Although the numbers are not out yet, the consensus between JFM and our widespread customer base is that marketing dollars are flowing again. Both in North America and abroad, inquiries to direct marketers for many types of cross media marketing programs are on the rise. In our mind, there are three reasons for the sudden increase.
1. Executive teams that have been hording cash in the face of the liquidity crisis have begun to loosen the purse strings. Although we are by no means out of the woods and liquidity remains a major issue for many businesses, sitting tight, especially in the face of competitor activity, is not a viable long term strategy. Considering that the meaning of “long term” is now often measured in a few quarters rather than years, the shift is almost inevitable.
2. Sales pipelines have emptied and new leads are required to keep sales coming in the door. The decrease in traffic to web sites, call centers, and brick & mortar locations needs both direct marketing and advertising to overcome the drop.

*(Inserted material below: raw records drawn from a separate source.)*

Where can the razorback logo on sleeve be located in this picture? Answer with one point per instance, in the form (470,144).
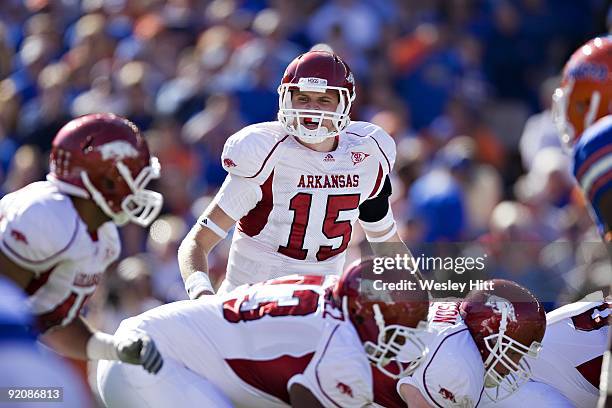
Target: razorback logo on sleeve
(447,395)
(19,236)
(345,389)
(358,157)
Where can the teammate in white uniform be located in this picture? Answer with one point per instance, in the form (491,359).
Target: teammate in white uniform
(23,364)
(566,372)
(296,186)
(58,236)
(473,345)
(297,340)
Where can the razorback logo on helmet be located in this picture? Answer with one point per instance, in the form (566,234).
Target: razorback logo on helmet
(312,81)
(229,162)
(345,389)
(358,157)
(19,236)
(496,302)
(594,72)
(118,150)
(446,394)
(351,78)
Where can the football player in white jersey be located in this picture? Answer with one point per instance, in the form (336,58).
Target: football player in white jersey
(300,340)
(476,346)
(58,236)
(296,186)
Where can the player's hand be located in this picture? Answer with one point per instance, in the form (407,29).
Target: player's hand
(140,349)
(204,294)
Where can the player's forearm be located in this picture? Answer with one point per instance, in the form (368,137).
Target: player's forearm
(70,340)
(192,258)
(20,276)
(193,264)
(301,397)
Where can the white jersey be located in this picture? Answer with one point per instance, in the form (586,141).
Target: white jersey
(567,369)
(255,342)
(296,207)
(41,231)
(572,350)
(452,373)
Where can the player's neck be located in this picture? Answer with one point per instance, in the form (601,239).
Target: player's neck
(90,213)
(328,145)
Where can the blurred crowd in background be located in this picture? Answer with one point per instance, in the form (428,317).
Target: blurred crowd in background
(464,87)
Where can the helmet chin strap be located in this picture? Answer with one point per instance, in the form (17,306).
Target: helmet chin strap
(118,218)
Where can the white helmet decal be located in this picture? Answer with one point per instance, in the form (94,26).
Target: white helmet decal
(117,150)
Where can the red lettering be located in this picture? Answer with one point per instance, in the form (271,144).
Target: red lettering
(326,183)
(310,179)
(335,180)
(318,182)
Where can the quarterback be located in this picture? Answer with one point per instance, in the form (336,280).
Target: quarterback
(296,186)
(567,373)
(58,236)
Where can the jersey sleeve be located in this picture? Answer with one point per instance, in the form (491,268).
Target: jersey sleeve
(447,378)
(339,373)
(250,153)
(238,196)
(385,145)
(40,235)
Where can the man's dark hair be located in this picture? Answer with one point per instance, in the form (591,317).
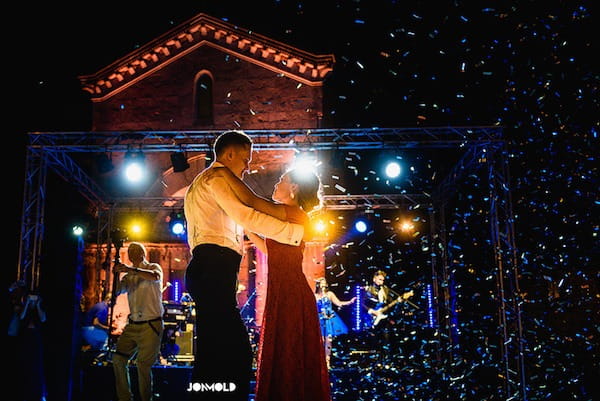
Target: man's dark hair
(230,138)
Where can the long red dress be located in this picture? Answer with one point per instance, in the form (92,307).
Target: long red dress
(291,356)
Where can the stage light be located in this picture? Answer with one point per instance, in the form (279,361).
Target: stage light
(320,226)
(176,222)
(134,166)
(407,226)
(78,230)
(361,225)
(179,162)
(392,170)
(306,162)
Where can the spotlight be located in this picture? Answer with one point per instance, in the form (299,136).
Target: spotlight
(78,230)
(134,166)
(176,223)
(361,225)
(179,162)
(392,170)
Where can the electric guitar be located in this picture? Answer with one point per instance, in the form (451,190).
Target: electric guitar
(379,313)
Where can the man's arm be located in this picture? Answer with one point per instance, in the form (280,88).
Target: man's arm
(253,220)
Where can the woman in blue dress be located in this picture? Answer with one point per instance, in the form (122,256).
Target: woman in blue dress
(331,323)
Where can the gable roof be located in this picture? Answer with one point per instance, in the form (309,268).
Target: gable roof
(205,30)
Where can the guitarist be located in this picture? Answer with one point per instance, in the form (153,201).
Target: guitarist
(376,297)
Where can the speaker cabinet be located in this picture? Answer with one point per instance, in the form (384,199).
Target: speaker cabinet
(186,343)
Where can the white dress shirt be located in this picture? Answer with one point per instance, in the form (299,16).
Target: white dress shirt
(215,215)
(144,296)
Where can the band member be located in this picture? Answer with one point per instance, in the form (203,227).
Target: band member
(379,300)
(332,324)
(142,335)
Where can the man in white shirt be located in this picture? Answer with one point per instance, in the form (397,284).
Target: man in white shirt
(143,333)
(216,220)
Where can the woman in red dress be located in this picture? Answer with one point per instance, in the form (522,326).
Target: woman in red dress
(291,357)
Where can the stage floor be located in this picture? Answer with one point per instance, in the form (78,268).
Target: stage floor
(171,383)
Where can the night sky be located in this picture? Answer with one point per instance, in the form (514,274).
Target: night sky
(526,66)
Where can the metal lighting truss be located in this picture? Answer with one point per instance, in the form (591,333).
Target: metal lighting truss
(482,146)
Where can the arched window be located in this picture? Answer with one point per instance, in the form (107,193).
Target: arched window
(204,99)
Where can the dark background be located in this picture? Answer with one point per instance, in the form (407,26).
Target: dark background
(524,65)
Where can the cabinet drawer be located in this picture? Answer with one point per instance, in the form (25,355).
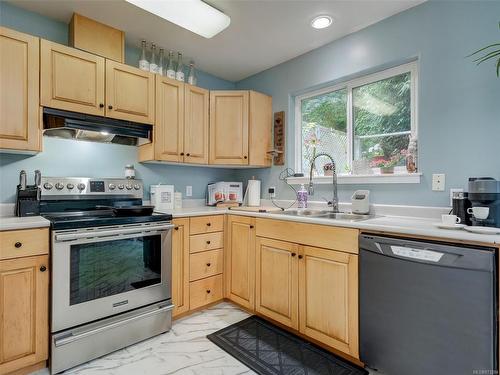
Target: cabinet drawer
(22,243)
(205,291)
(204,264)
(206,224)
(203,242)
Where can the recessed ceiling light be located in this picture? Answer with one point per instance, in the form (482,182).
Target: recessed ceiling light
(321,22)
(193,15)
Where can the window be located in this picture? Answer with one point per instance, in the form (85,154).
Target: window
(365,124)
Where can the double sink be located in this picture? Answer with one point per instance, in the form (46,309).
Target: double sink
(325,214)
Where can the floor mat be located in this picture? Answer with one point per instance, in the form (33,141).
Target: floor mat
(270,350)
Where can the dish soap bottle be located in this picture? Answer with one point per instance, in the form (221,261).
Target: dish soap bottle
(302,197)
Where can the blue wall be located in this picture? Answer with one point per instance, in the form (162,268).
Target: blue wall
(74,158)
(459,103)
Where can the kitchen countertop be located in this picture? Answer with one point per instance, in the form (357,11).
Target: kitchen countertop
(16,223)
(407,225)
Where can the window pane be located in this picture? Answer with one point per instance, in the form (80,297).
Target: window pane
(324,130)
(382,121)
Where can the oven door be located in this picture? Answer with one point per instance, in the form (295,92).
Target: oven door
(99,272)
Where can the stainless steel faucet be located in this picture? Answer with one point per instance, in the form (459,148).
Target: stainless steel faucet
(334,203)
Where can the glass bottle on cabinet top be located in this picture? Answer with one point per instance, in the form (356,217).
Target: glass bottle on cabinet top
(161,62)
(179,74)
(171,65)
(143,62)
(192,80)
(153,66)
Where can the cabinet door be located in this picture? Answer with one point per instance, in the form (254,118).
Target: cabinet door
(180,266)
(24,326)
(196,125)
(229,127)
(260,129)
(277,281)
(130,93)
(328,298)
(19,91)
(71,79)
(169,126)
(240,261)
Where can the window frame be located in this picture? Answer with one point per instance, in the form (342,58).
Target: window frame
(411,67)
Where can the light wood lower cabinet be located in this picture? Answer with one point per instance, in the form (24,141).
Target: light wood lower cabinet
(277,281)
(24,298)
(240,260)
(19,91)
(328,298)
(180,266)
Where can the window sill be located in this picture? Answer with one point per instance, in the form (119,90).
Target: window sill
(396,178)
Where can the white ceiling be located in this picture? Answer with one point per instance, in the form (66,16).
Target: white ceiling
(262,33)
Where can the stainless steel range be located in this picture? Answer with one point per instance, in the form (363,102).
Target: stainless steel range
(111,272)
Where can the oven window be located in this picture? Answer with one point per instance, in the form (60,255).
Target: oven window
(107,268)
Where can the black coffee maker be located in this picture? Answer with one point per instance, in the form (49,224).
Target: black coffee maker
(485,192)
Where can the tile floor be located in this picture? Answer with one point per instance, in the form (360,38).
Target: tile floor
(184,350)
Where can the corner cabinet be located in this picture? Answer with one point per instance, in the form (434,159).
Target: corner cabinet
(19,91)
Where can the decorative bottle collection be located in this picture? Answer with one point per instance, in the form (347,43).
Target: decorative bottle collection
(158,63)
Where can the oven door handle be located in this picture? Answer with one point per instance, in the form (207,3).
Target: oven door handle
(112,232)
(72,338)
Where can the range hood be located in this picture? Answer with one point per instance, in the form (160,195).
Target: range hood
(72,125)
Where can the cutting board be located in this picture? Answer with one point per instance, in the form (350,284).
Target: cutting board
(256,209)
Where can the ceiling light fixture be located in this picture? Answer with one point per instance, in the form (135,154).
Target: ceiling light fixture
(321,22)
(193,15)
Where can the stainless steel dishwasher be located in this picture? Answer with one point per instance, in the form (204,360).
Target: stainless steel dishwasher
(427,308)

3. Even though overall marketing budgets may have decreased dramatically, the cash earmarked for cross media applications has stayed constant or grown as an absolute figure. As executives loosen the purse strings these programs have received a disproportionately large share of the available funds.
Marketing service providers that incorporate multiple cross media channels in their product mix, including email, PURLs, variable data print, dimensional mail, and more have seen a large increase in both inquiries and sales. It is not too late to enter into these markets by partnering with a firm capable of providing more than just the back end technology for cross media, but also the marketing expertise to make campaigns successful.